There is a commonly believed myth that SEO and user experience don’t work together.
The fact is they are the Batman and Robin of digital marketing. If you try and split this couple up, you’ll end up with a lovely site which no one finds, or a site a lot of people find but bounce away from straightaway. This couple really are together forever. And KAPOW!!! to any Black Hatter SEO Wizards out there who try and persuade you otherwise.
Why SEO and user experience make a perfect couple
1. SEO and user experience share the same objectives
- SEO aims to use the most important words from a user point of view to drive the most traffic and the most revenue from search rankings. So more people find your site. See ‘What is SEO’ for more information.
- User experience aims to use (among other things) keywords that are relevant to your users throughout your site (page titles, navigation, copy) to improve site usage. See ‘What is user experience’ for more information and what else user experience involves.
2. Your business shares objectives with Google
- Your customers will be Google customers. 90% of Internet users use Google to search.
- You aim to give the best quality to your customers – it makes the most sense. Google want to “to organise the world’s information and make it universally accessible and useful.” They want the best quality information to be quick and easy to find by searchers. Their Panda release in Feb 2011 was all about increasing the quality of their content to users.
3. The complete user journey includes both search engines and your website.
The User Journey for your website doesn’t start with the homepage of the site, it starts with the user’s journey, which in 90% of cases in the UK will start on Google. SEO is all about helping users to find what they are searching for as quickly and easily as possible using their own search terms. Your website won’t get found by people searching unless it is SEO/ SEM optimised, and the search journey hasn’t fully considered the user. Once found it won’t get used if it isn’t designed around users.
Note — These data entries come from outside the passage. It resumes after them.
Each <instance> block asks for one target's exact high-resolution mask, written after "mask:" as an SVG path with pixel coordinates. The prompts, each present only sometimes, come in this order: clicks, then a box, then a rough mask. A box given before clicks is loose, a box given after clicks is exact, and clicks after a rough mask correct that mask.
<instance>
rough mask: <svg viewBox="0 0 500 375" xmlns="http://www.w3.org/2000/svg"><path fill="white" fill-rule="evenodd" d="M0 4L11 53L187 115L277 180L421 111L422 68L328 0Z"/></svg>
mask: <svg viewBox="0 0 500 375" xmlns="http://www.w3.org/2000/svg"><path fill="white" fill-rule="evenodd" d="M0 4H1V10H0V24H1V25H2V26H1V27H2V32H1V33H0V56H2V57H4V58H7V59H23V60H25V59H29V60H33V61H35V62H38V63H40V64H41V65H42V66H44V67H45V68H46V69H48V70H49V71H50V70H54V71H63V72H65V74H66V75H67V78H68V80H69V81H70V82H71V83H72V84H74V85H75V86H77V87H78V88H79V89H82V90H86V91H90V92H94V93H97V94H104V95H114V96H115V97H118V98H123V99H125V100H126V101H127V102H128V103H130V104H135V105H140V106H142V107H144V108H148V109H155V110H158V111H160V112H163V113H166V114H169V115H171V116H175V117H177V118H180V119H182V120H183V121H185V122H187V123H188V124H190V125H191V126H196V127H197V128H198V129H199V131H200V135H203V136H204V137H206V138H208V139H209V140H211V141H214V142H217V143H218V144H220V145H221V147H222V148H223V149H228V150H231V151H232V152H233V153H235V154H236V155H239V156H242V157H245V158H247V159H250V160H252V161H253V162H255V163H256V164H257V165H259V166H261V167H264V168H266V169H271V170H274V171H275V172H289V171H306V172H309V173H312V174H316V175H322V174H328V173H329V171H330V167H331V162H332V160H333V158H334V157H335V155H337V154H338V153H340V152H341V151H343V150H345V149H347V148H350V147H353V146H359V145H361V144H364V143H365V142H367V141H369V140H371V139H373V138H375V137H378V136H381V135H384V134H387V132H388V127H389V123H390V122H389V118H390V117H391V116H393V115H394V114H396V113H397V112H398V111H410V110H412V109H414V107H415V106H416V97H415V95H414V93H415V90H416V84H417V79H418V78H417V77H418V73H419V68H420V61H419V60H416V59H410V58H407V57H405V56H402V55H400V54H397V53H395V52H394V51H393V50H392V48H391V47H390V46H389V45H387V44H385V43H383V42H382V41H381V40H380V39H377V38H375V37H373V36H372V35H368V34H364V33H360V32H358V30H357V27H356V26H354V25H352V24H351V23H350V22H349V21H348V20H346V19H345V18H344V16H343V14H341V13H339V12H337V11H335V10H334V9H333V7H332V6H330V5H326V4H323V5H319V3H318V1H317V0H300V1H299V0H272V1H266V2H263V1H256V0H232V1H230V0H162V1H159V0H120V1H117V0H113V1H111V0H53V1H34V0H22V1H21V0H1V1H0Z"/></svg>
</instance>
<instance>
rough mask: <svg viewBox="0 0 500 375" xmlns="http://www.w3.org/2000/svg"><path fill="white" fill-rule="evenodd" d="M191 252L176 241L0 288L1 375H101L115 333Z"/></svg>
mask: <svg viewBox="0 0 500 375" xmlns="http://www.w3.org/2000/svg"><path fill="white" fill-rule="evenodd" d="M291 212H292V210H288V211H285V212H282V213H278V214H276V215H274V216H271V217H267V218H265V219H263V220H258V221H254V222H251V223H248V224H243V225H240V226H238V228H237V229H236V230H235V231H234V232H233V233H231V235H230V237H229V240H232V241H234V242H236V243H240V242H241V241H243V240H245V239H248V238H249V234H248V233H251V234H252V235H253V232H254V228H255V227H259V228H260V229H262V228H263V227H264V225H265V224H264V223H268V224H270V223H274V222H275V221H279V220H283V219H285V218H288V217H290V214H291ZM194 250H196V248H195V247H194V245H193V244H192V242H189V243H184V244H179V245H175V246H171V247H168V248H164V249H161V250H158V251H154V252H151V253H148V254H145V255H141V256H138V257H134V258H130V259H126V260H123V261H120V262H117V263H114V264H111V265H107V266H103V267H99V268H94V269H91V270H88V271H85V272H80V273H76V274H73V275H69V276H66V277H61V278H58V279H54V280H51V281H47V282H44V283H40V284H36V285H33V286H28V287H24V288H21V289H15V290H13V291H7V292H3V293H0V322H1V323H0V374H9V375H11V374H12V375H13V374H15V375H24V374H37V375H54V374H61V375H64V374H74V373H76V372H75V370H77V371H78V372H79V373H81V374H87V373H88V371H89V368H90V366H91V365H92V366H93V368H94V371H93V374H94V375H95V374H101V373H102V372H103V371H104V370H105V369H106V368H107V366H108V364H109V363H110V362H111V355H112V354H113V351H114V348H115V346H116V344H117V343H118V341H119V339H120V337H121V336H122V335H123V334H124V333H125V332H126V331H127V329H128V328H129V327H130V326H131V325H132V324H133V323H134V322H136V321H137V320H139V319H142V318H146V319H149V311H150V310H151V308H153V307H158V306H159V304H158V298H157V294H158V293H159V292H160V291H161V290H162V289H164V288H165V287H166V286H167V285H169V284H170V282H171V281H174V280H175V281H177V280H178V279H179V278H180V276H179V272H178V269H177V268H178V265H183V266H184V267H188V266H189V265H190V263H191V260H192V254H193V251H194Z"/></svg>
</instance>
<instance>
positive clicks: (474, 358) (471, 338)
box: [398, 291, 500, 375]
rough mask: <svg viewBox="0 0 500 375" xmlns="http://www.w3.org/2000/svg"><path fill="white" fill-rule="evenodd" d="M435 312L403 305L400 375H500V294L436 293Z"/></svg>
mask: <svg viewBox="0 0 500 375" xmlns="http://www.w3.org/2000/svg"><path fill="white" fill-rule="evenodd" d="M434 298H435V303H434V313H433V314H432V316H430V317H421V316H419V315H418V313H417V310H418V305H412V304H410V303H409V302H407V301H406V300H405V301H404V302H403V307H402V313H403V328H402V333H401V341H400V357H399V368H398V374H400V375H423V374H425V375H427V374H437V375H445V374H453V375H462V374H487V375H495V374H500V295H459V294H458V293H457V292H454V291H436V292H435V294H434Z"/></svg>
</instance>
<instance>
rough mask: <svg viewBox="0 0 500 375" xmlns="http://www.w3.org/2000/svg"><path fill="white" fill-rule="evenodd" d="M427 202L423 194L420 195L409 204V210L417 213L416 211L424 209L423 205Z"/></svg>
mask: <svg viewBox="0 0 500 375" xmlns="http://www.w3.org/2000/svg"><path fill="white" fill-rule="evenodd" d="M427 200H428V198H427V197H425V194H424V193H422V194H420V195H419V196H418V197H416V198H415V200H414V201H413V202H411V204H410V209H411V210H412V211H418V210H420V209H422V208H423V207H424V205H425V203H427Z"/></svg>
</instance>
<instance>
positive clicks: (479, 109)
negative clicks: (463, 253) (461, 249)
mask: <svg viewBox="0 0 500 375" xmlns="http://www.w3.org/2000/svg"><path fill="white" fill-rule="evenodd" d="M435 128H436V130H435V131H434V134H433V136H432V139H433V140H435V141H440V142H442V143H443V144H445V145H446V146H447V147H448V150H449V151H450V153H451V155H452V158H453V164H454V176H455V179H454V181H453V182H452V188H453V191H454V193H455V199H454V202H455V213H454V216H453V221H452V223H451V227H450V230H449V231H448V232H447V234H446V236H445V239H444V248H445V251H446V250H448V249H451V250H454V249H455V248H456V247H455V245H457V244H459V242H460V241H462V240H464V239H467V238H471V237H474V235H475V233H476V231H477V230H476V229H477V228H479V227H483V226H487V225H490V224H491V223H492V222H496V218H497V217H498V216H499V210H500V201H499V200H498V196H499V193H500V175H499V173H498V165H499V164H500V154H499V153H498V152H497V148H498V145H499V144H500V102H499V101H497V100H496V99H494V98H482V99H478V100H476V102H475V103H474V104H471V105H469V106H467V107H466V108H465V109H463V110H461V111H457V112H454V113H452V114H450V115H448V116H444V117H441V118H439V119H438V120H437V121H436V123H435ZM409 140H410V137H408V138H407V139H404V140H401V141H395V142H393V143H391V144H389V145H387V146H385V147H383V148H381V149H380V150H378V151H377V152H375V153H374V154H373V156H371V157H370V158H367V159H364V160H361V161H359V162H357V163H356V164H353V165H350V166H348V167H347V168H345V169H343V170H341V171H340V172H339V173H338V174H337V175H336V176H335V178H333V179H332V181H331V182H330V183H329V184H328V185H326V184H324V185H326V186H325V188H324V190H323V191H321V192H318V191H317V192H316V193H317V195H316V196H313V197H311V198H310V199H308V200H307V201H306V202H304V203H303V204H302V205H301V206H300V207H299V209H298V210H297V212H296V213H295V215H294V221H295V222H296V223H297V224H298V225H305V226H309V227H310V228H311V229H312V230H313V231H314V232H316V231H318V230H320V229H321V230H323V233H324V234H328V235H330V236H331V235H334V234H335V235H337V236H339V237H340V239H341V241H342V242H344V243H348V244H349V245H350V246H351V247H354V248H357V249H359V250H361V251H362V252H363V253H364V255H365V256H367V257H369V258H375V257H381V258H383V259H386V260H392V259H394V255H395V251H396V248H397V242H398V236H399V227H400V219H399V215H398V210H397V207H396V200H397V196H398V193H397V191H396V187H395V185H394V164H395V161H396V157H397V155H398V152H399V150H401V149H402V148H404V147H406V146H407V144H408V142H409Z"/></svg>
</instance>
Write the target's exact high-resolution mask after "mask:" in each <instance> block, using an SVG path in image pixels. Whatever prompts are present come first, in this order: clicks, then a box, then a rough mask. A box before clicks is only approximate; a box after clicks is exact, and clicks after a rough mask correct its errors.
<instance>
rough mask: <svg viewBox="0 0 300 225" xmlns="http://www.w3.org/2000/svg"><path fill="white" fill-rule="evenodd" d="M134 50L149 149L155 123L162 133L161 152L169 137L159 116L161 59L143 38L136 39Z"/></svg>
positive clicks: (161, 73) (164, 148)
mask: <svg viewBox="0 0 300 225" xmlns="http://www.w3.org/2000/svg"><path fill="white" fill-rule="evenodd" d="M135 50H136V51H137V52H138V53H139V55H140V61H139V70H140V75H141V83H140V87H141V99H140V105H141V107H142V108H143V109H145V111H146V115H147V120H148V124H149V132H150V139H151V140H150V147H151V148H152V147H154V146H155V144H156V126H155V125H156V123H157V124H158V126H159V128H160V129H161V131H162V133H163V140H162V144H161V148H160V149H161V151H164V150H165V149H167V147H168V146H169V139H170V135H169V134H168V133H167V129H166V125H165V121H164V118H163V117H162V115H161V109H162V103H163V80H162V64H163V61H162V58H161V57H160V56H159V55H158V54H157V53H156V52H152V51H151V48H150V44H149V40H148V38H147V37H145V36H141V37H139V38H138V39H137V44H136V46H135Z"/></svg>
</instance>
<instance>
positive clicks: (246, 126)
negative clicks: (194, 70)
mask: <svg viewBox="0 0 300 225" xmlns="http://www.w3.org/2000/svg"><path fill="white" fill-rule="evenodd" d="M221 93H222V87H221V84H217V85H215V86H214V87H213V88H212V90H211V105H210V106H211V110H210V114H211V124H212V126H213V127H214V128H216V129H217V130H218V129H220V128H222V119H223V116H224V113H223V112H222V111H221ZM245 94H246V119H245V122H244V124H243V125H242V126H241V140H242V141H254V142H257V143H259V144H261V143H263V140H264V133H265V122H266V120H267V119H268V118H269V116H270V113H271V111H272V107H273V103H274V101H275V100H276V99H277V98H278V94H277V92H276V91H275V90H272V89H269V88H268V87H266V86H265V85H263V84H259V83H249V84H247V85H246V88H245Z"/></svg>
4. Online readability and SEO share objectives
Thinking about how users read online is part of the thinking about the user experience. Users don’t read online like they read a printed item. Online readers scan. They especially scan in an F-Shape across the top and down the left of the page. Keywords in subheadings and copy help users to understand content. So, good quality online readable content which users can quickly scan, and will find more of, because it is also search engine friendly.
If you ever meet a potential supplier selling user experience or SEO and they try to tell you one is more important than the other, alarm bells should go off with a very loud KLANK!!!!!